И сейчас он так и вел себя - оставался тихим и погруженным в свои мысли большую часть дня. Он по-прежнему не переоделся и ходил в одних пижамных брюках и длинном льняном халате, распахнутом из-за дневной жары. В принципе, Люк вообще не любил переодеваться и завязывать халат, который теперь к тому же цеплялся за выступающие спицы в его руке и ключицах.

В данную минуту он сидел за столом в душной и безветренной гостиной, безучастно глядя на крошечные пылинки, кружащие в лучах солнечного света. Рука машинально прокручивала нагретый осколок темного металла - следуя таким своеобразным способом совету Халлина разрабатывать моторику и координацию нового протеза. Мысли же Скайуокера явно прокручивали разные неизвестные Маре сценарии, один за другим, выискивая изъяны в их логике и оценке.

Этот грубый кривой осколок несколько дней назад дал Скайуокеру Халлин. Люк, повернув его в руке, спросил:

- Что это?

- Я подумал, тебе это может понравиться, - произнес загадочно Халлин, говоря о длинном скрученном куске металла диаметром с палец, потерявшим свой первоначальный цвет под воздействием высокой температуры.

- Что это? - повторил Люк.

- Это то, что почти убило тебя, - небрежно ответил худощавый доктор. - Я вынул эту штуку из твоей шеи в операционной - из-за нее ты и не мог говорить в начале. Она пронзила насквозь твою трахею. Кто-то где-то охраняет тебя, потому что загогулина на этой штуке скрутилась вокруг твоей яремной вены, не задев ее. Ты захлебывался собственной кровью и мне пришлось сделать срочную трахеотомию прямо на полу ангара, чтобы ты мог дышать вместе с этой штукой в горле.

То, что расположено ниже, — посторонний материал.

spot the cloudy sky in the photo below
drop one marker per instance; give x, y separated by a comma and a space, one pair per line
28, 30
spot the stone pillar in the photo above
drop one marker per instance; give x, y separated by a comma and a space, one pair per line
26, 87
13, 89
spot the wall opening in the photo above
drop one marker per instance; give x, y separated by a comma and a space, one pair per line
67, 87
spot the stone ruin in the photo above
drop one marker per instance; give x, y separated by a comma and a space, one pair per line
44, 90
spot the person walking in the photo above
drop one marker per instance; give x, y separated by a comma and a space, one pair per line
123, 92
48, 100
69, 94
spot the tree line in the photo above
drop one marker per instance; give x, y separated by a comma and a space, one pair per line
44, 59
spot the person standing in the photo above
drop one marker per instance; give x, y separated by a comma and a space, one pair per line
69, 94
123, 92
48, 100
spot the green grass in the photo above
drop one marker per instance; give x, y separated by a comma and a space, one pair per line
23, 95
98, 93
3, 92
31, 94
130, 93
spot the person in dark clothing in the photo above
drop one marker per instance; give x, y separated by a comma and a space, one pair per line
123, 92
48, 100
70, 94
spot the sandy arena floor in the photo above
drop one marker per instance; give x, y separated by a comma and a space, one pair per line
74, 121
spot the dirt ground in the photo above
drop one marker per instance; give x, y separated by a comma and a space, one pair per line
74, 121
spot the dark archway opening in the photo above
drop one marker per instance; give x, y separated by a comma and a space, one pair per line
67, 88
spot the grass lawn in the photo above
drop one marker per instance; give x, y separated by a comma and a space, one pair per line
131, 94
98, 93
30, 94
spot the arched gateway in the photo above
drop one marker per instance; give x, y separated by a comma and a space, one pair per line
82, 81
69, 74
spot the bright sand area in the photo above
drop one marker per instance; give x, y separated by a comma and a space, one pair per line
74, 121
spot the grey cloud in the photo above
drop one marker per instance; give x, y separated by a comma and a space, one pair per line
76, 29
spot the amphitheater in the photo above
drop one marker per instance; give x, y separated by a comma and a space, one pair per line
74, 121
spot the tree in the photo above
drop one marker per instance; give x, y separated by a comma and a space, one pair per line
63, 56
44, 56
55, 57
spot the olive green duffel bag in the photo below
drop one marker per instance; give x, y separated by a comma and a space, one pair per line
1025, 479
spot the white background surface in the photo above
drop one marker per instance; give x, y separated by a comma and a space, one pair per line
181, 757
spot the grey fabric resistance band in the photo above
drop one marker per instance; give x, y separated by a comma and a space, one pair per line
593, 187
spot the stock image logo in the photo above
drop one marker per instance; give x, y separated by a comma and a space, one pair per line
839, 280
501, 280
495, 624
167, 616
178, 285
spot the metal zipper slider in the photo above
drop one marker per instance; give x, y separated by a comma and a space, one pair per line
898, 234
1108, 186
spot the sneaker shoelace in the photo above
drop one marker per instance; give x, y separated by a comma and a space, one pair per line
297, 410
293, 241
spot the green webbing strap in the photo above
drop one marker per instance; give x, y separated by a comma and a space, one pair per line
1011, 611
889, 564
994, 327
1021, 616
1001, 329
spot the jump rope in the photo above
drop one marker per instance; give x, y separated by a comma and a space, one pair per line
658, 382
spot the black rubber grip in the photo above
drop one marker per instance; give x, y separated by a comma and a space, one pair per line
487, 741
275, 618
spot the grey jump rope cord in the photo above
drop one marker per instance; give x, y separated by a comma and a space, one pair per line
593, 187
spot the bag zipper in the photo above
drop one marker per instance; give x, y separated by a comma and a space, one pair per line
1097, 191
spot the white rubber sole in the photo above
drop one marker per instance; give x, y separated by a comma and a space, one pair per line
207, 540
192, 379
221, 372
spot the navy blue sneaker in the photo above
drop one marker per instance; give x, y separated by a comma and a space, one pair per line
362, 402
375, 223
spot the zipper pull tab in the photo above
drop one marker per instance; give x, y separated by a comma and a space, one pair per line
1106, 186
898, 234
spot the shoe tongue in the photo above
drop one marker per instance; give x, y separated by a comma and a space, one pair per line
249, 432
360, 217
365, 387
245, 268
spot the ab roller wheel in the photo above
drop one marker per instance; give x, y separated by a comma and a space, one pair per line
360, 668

Люк повертел гибельный осколок шрапнели в руке.

- И поэтому ты, естественно, решил сохранить его.

- На самом деле я чувствовал, что сделал довольно внушительную работу по реконструкции твоего горла, за несколько операций, поэтому оставил эту штуку. Хотел показать тебе - в надежде что, возможно, ты станешь ценить мои таланты чуть больше, – саркастично ответил Халлин. Тщеславие и гордость в его словах были как всегда дополнены достаточным количеством самоуничижения, чтобы придать им обаяния.

- Что ж, приятно знать, что ты преследовал собственные интересы, - прохрипел Люк, забавляясь.

- И еще я как-то читал, что раньше - в те дни, когда для оружия использовали твердые снаряды - у солдат было поверье, что где-то есть пуля с их именем на ней. Это - не совсем пуля, осколок, но на нем, бесспорно, твое имя. Я подумал, что тебе захочется оставить его, чтобы не дать вернуться назад для своей цели, - доктор долго смотрел в глаза Скайуокера и затем отвел взгляд, внезапно смутившись своей сентиментальности.